A new learning method called Influence Learning is among a variety of innovations described in an upcoming book about neural networks. The book is titled: "Netlab Loligo: New Approaches To Neural Network Simulation". The book rejects the idea of simply adding more layers of computational complexity to cover over shortcomings of existing solutions. It distinguishes itself from past books on artificial intelligence (a.i.) by presenting a set of unique "new ideas" for the design and construction of neural networks. This underlying philosophy has lead to some advantageous new tools.

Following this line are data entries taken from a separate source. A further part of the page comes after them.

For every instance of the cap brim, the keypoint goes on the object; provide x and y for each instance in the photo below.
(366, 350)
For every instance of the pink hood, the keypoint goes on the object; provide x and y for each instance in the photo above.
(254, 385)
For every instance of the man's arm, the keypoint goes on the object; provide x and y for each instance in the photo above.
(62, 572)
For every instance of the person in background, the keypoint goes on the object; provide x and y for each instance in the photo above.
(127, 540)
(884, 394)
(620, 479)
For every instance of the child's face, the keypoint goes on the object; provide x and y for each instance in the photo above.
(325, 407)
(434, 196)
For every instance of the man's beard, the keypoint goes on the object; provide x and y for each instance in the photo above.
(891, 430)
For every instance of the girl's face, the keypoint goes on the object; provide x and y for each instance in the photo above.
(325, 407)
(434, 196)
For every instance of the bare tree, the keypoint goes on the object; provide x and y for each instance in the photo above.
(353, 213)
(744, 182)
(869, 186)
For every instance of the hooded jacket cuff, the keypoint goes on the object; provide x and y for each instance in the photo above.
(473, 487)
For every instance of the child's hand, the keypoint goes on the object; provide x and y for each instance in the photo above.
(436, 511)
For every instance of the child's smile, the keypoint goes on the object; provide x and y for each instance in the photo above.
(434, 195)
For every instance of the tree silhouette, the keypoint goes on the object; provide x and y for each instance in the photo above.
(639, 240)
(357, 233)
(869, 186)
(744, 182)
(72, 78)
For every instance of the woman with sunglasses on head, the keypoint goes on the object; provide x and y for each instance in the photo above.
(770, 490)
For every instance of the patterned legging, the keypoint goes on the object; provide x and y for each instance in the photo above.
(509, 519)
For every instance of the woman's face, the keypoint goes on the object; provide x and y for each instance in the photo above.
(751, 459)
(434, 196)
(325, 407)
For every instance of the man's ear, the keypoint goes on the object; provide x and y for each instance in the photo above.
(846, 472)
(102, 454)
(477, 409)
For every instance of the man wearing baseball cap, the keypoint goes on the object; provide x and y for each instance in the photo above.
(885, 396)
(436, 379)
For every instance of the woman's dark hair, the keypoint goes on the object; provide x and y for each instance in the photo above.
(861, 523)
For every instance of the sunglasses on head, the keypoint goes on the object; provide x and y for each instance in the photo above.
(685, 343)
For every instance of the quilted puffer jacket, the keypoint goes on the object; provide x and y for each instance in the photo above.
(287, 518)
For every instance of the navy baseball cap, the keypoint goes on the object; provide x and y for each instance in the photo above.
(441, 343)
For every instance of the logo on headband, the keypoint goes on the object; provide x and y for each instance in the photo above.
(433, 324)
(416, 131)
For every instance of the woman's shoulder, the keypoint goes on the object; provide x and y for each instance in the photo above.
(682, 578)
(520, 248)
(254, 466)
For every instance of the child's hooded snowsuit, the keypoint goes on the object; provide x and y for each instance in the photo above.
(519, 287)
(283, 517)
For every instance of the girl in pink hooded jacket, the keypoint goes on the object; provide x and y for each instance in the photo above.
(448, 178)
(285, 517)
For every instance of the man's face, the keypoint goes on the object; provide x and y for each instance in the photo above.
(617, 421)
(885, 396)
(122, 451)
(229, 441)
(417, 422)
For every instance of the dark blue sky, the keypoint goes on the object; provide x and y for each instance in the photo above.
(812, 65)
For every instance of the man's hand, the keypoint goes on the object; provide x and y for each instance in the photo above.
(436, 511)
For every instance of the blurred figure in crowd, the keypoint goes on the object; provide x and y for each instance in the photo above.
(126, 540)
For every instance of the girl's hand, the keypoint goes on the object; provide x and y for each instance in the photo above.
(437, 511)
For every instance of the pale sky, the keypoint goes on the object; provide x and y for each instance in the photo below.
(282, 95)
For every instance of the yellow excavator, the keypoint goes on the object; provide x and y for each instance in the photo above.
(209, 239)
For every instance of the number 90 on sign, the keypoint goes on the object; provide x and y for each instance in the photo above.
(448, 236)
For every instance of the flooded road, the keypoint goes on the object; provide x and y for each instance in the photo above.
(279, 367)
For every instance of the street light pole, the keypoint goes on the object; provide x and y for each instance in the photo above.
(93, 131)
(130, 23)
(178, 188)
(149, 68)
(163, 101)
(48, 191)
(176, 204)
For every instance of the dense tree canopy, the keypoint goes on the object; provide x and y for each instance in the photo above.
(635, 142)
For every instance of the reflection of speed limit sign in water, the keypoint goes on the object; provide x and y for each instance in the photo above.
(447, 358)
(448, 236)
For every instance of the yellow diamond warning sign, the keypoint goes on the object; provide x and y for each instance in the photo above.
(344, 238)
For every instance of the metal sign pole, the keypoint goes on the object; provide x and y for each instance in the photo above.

Influence learning, for example, is one of two new learning methods introduced in the book. It is based on the simple notion that our own attraction to people who exercise influence (and sometimes our repulsion by it) might have its origins within the inter-cellular communications mechanisms employed by our brains' neurons. Good or bad, there is a clear human tendency to trust influential people and use them as role-models for adapting our own behavior. Influence Learning extrapolates this observation about human behavior back, in order to explain some of the observed behaviors of individual neurons. This notion is then employed as a model for how neurons are able to independently adapt their connection-maps within deep structures of the brain.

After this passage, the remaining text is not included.